Piensas en acueductos romanos y te salen los arcos gigantes cruzando el campo. Pero la mayoría del agua de Roma iba por canales ocultos, bajo tierra.

¿Arcos por todas partes, no?
En todos los documentales salen esos acueductos romanos con arcos a lo bestia, el agua brillando al sol. Parece que toda el agua iba volando por el aire. Eso es historia de peli, bro.
La mayoría eran invisibles—y a propósito.
La arqueología cuenta otra cosa. Casi todos los acueductos iban por canales tapados bajo tierra—fuera del alcance, a salvo de sabotajes y mucho más limpios. Los arcos de las postales son menos de una quinta parte de la longitud real. El agua de Roma fluía oculta, bien profunda.

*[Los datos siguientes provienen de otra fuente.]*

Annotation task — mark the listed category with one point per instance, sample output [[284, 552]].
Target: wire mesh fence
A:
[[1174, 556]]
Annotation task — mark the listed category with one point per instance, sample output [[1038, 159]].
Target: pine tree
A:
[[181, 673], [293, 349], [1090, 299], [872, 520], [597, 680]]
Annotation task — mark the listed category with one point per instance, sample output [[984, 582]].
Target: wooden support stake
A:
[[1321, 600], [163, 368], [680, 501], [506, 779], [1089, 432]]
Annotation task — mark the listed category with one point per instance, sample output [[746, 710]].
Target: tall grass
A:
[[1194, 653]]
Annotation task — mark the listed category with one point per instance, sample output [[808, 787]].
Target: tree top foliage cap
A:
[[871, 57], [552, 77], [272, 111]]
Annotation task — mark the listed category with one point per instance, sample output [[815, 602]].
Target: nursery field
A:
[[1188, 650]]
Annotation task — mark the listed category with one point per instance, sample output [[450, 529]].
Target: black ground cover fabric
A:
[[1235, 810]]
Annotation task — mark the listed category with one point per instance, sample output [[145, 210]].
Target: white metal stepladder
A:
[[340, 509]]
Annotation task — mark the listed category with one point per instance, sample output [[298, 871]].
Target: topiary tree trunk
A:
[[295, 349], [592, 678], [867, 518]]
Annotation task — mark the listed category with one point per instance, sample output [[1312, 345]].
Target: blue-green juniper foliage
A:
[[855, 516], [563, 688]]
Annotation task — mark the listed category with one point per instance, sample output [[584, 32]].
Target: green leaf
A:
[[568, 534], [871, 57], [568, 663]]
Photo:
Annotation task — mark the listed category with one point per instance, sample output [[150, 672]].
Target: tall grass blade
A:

¿Por qué solo pensamos en arcos?
Lo visible—los arcos—ha aguantado siglos y tormentas, así que dominan el paisaje y nuestra cabeza. Los túneles enterrados no salen bien en cámara. Pero lo flipante de la ingeniería romana es todo lo que escondieron bajo nuestros pies.
Más del 80% de los acueductos romanos estaban enterrados—diseñados para ser seguros y limpios, no para lucirse. ¿Los arcos míticos? Solo la punta del iceberg: la mayoría era túnel bajo campos y colinas, como han visto los arqueólogos siguiendo kilómetros de ladrillo bajo tierra.